A risentirne non sarà solo il settore energetico, ma soprattutto quello agricolo, oltre a settori correlati, come l’industria alimentare e i servizi all’ingrosso, tanto che le stime delle perdite economiche variano da 0,55 a 1,75 miliardi di euro, a seconda della gravità complessiva della siccità sperimentata. “La siccità è uno degli elementi che fa parte del processo di desertificazione. Effettivamente si sta andando verso una perdita di fertilità del terreno a causa della concomitanza degli effetti climatici e della gestione non oculata del territorio”, sottolinea la ricercatrice.”La siccità è subdola, parte in maniera lenta e quando poi si arriva agli impatti significa che il processo è iniziato ben prima.”

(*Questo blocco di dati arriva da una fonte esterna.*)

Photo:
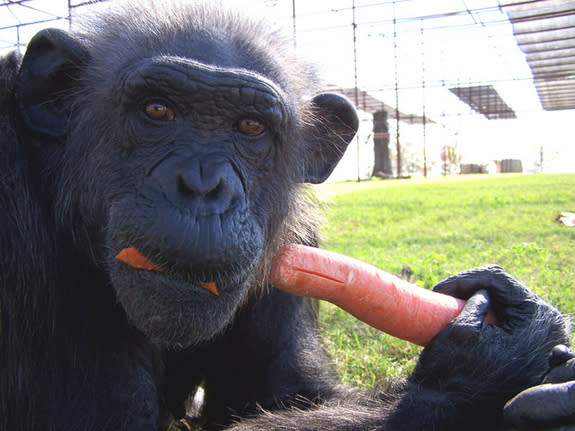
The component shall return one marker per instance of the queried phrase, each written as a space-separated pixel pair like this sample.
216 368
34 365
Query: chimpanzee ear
48 72
335 123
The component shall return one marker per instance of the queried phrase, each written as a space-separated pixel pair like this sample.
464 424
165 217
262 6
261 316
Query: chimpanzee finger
467 325
547 405
560 354
475 310
561 373
511 300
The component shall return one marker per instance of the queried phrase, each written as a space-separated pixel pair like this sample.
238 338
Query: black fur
90 343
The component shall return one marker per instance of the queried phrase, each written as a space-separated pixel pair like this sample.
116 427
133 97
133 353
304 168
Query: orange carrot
380 299
135 259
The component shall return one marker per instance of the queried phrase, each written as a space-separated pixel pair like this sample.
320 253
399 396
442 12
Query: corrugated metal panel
485 100
545 31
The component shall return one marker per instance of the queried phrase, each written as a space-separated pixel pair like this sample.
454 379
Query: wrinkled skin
187 132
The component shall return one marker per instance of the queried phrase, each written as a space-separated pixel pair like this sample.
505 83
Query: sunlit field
437 228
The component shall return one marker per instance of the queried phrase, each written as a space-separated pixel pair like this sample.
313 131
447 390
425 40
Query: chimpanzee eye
250 126
159 111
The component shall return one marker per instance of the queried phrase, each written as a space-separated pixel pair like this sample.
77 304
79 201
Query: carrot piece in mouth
135 259
132 256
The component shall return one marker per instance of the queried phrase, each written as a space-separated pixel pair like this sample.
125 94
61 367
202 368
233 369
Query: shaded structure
545 32
21 19
369 103
485 100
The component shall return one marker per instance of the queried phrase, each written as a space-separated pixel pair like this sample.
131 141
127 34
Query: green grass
437 228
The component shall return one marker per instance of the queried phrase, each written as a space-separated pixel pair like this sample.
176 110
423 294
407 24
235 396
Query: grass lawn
437 228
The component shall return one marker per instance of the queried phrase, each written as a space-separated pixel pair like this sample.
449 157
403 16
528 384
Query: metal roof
369 103
485 100
545 32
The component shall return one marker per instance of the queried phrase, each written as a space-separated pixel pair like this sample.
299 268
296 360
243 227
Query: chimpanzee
181 134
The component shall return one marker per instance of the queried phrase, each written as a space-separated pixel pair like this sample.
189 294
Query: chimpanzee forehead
195 83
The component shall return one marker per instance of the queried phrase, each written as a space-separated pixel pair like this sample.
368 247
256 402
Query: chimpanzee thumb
547 405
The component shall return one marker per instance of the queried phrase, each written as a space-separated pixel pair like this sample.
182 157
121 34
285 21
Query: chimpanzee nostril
206 186
199 183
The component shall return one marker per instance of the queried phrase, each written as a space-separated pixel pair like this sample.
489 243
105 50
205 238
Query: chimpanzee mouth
211 280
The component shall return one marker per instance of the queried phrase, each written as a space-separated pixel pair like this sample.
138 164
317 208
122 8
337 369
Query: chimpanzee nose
193 179
206 186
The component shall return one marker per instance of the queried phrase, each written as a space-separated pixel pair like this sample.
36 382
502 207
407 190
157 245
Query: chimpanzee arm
463 377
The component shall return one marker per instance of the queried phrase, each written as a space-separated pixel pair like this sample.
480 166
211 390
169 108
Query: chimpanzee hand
550 404
471 363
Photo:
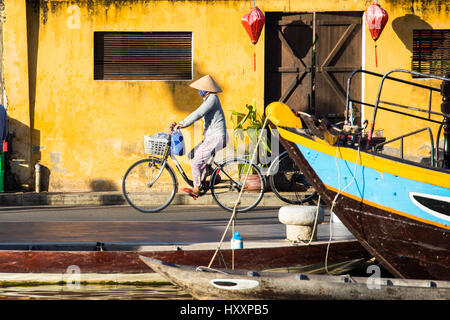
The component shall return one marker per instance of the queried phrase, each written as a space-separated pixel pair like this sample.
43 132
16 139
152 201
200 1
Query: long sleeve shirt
213 117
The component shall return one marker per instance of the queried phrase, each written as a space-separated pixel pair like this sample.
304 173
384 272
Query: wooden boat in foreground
398 209
107 258
205 283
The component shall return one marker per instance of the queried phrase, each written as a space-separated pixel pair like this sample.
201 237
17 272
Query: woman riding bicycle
214 129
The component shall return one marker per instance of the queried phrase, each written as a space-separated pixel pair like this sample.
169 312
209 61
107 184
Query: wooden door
288 59
309 57
338 53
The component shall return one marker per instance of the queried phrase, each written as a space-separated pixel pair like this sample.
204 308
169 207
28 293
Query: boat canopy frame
446 117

Per questo, quando si parla di adattamento è fondamentale fare affidamento alla gestione del rischio, più che alla gestione della crisi, come storicamente si è abituati a fare nel nostro paese. È necessario ripensare l’agricoltura, pensando a sistemi di efficientamento delle irrigazioni, o selezionando varietà resistenti alla crisi idrica, oltre che a prevedere invasi per aumentare l’accumulo. Secondo Piero Lionello dell’Università del Salento e del Centro euro-mediterraneo sui cambiamenti climatici, “l’adattamento può inoltre basarsi sulla gestione della domanda della risorsa idrica, con meccanismi di monitoraggio, restrizioni, tariffe, misure di risparmio ed efficienza, gestione del territorio. La maggior efficienza dell’irrigazione ha già ridotto la scarsità d’acqua, in particolare nelle regioni meridionali. Tuttavia, in presenza di elevati livelli di riscaldamento, misure di risparmio idrico e di efficienza potrebbero non essere sufficienti per contrastare la ridotta disponibilità della risorsa”.

Nel frattempo sia i modelli previsionali europei che quelli nazionali ci indicano che stiamo andando verso l’ennesima estate più calda della media e meno piovosa. “Certo si tratta di modelli – conclude Magno – ma il fatto che ci sia conformità ci può far affermare che stiamo andando incontro a una stagione anormale.”